An increasing series of big bombings in Syria has generated various theories, including that some may be self-inflicted wounds by security agents out to discredit the rebels, or that they may show the rise of al Qaeda-linked Syrian Islamists with skills honed by years of activity across the border in Iraq.

The U.N. Security Council condemned the “terrorist attacks” and urged all parties to comply with the U.N.-backed peace plan.

The European Union also denounced the bombings as “pure terrorism”, but said Annan’s peace plan, backed by the EU, the United Nations and the Arab League, was still viable.
“It is the best option to try and ensure peace in Syria,” Michael Mann, spokesman for EU foreign policy chief Catherine Ashton, said in Brussels. “It is the best way forward.”

Annan’s blueprint calls for a ceasefire, political dialogue between the government and opposition, and unfettered access for humanitarian aid and journalists to Syria.

Western powers have shunned any Libya-style military intervention in Syria, while Russia and China have blocked any U.N. Security Council action against Damascus, although both have supported the U.N.-Arab League envoy’s peace effort.

Russia condemned the bombings, accusing unspecified foreign countries of encouraging such violence and saying Moscow would not yield to pressure to change its stance on Syria.
“Some of our foreign partners are doing practical things so that the situation in Syria explodes in literal and figurative sense,” state-run RIA quoted Foreign Minister Sergei Lavrov as saying in Beijing, without naming any countries.

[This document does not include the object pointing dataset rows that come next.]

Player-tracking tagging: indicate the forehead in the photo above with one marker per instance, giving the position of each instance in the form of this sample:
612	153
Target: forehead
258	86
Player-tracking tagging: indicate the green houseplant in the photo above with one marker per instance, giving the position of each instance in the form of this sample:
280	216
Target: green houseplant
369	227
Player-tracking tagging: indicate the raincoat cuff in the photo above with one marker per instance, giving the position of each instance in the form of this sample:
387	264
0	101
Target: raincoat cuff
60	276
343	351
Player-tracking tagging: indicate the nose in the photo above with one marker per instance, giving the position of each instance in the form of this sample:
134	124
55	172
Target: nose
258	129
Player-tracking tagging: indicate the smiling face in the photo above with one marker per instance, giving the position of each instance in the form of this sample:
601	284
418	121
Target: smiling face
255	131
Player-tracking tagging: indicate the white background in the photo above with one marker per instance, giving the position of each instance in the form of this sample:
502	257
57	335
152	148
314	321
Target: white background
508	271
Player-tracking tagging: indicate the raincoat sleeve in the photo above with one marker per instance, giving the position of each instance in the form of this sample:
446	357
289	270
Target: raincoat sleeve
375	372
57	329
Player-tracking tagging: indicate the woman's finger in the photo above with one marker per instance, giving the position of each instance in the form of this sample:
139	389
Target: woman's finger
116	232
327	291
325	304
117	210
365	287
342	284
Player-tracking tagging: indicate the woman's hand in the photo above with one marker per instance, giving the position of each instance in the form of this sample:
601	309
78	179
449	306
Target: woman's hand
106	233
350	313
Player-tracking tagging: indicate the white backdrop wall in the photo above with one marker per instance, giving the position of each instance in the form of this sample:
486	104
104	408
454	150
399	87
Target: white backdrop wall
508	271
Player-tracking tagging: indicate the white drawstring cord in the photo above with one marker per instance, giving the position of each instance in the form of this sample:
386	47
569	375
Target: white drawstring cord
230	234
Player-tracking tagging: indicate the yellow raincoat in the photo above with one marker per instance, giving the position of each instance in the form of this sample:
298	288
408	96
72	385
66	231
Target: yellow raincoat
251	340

Russia has been a strategic ally and major arms supplier to Syria during its four decades under Assad family rule.

Moscow opposes Western calls for U.N. sanctions against Damascus and any foreign interference in Syria, saying there should be an end to violence by all sides and then dialogue without preconditions, such as Assad leaving power.

France, among Assad’s sternest critics, said Annan’s plan was the “last chance” to end the crisis. “The regime carries full responsibility for the horrors in Syria,” the Foreign Ministry said. “By choosing a blind and brutal repression, the regime has entered a spiral of violence with no way out.”

The U.S. Embassy in Beirut called the double bombing “reprehensible and unacceptable” but reiterated Washington’s demand that the Syrian government implement Annan’s plan.


The United Nations says Syrian forces have killed 9,000 people during the revolt. Damascus blames foreign-backed “terrorists”, saying they have killed 2,600 soldiers and police.

Nashar said the government had stuck to violence and had not implemented any of Annan’s six-point plan.
“We want international intervention to stop this policy of killing,” he added, without saying what form it should take.

Riad al-Asaad, the FSA’s commander of operations, said the rebels were ready to resume attacks on government forces as soon as Annan announced that his initiative had failed.

In other violence, 10 rebels were killed overnight when tanks shelled the village of Ain Sheeb in the northwestern province of Idlib, opposition sources said. Tank fire also killed a civilian in the northwestern town of Ain Hamra.